Metrics that move the business
- Push: delivery rate, open rate, tap-through rate, conversion, opt-outs.
- SMS: delivery rate, click or reply rate, conversion, opt-outs, carrier filtering rate.
- Revenue: revenue per recipient (RPR) and lift vs. baseline/control (%).
- Safety: opt-outs <0.5% on tests; if >0.5%, pause and revise.
Insider tactics
- Add a one-line proof in curiosity variants (“12,403 people tried this this week”).
- Place CTA last; use verb-first CTAs. Keep numbers low and specific (“20%” beats “Save big”).

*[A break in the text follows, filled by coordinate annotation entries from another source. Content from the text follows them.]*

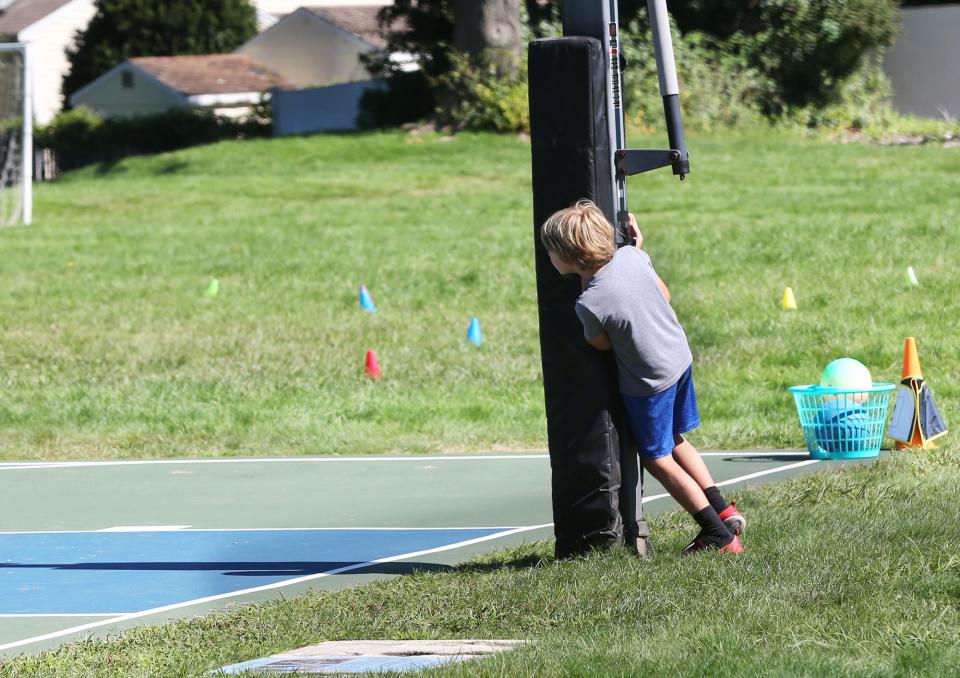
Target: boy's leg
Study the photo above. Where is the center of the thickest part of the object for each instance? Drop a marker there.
(688, 494)
(680, 485)
(689, 459)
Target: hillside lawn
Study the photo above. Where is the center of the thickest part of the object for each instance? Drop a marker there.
(109, 349)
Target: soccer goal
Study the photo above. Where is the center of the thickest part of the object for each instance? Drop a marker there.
(16, 135)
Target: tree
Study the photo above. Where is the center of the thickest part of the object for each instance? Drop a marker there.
(121, 29)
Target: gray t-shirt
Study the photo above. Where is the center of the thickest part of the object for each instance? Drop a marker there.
(624, 300)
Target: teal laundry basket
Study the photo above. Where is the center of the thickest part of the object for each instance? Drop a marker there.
(842, 423)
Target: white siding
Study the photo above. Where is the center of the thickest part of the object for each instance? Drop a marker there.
(49, 39)
(324, 109)
(290, 6)
(924, 65)
(110, 98)
(309, 52)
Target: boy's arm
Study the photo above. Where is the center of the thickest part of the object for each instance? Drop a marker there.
(601, 342)
(638, 239)
(663, 289)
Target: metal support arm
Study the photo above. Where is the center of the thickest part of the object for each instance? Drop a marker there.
(630, 162)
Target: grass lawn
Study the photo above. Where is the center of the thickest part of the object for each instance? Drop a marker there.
(847, 574)
(109, 349)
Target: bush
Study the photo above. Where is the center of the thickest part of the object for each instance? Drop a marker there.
(718, 88)
(489, 93)
(804, 49)
(81, 137)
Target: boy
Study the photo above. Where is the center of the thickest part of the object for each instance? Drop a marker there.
(625, 307)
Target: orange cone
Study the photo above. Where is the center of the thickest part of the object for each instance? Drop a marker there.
(911, 370)
(911, 361)
(372, 369)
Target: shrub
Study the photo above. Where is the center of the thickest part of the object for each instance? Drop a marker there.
(488, 93)
(805, 49)
(81, 137)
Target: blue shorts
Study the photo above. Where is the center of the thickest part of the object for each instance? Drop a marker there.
(656, 419)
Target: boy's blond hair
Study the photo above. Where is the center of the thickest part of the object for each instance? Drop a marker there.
(580, 235)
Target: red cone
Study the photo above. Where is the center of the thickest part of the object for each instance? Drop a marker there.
(372, 369)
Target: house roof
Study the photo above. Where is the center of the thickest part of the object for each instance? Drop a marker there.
(23, 13)
(361, 20)
(212, 73)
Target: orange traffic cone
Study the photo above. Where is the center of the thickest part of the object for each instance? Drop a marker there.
(372, 368)
(911, 371)
(918, 402)
(911, 361)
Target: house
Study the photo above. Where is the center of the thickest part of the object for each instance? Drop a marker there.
(922, 65)
(224, 83)
(48, 27)
(316, 46)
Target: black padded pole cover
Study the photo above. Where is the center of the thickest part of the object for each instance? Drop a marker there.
(572, 160)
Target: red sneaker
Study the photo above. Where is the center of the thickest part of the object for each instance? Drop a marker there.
(733, 519)
(701, 543)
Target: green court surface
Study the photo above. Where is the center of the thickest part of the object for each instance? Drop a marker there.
(85, 542)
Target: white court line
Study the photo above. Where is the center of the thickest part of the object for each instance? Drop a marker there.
(32, 465)
(735, 454)
(287, 582)
(31, 615)
(268, 529)
(740, 479)
(29, 465)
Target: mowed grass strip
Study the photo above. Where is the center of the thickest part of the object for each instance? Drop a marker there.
(109, 349)
(847, 573)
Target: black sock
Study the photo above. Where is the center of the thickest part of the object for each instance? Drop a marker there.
(712, 527)
(715, 498)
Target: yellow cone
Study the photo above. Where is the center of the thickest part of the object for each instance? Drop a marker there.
(789, 301)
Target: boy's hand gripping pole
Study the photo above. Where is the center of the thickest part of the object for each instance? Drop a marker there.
(630, 162)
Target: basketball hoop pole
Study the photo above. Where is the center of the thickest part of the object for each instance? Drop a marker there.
(598, 19)
(27, 135)
(26, 144)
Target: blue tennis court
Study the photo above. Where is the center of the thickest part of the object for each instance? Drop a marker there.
(94, 573)
(93, 548)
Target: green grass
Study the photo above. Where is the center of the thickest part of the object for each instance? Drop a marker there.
(847, 574)
(109, 348)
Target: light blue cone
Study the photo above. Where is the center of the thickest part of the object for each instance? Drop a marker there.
(366, 301)
(474, 335)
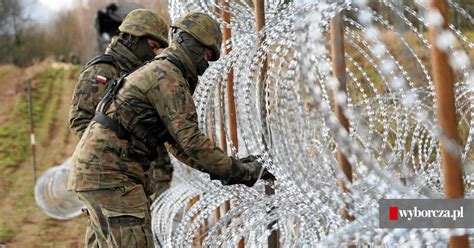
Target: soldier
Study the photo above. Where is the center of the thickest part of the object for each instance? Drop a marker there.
(150, 108)
(143, 34)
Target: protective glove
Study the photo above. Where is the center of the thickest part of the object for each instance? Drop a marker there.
(245, 171)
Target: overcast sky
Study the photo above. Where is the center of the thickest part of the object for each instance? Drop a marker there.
(45, 10)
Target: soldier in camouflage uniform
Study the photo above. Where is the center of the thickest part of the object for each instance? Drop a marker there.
(151, 108)
(143, 34)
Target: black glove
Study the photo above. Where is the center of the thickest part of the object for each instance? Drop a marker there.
(246, 171)
(266, 175)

- Use a negative example in the prompt (“Do not write like: ‘Hurry!!! Limited!!!’”). Models learn faster from boundaries.
- Rotate quiet urgency: “today,” “tonight,” “48 hours” — avoid fake deadlines.
Mistakes & fixes
- Counting SMS opens: not a thing. Track clicks/replies and conversions.
- Generic links: shared shorteners trigger filters. Use a branded domain.
- Over-personalization: first name only; never sensitive data.
- Emoji overload: limit to 0–1; test vs. no emoji.
- Testing too many themes at once: cap to three clear themes per round.
Variant prompt (for iterative improvement)
Take my top 5 performing lines below. For each, produce 3 micro-variants that keep the same promise but tighten clarity and specificity. Keep SMS ≤160 chars incl. “Reply STOP to opt-out”; CTA last; no new discounts; avoid banned words [list]. Output as: Original → V1/V2/V3.
One-week plan
- Day 1: Pull 50 past messages; write 3-line voice guide + do-not-say list; set metrics and thresholds.
- Day 2: Run the main prompt; generate 18–24 total lines (SMS + push).
- Day 3: Human QA + compliance + deliverability checks; finalize 6 SMS and 4 push to test.
- Day 4: Launch 1–5% cohort tests per segment; enforce quiet hours.
- Day 5: Analyze early metrics; cut bottom half; use the variant prompt to tighten winners.
- Day 6: Second test round with refined lines; expand to 5–10% if safe (opt-outs <0.5%).
- Day 7: Select champions; document voice patterns and banned phrases; prep rollout plan.
Clear goals, tight guardrails, disciplined tests. That’s how you turn AI into revenue, not noise. Your move.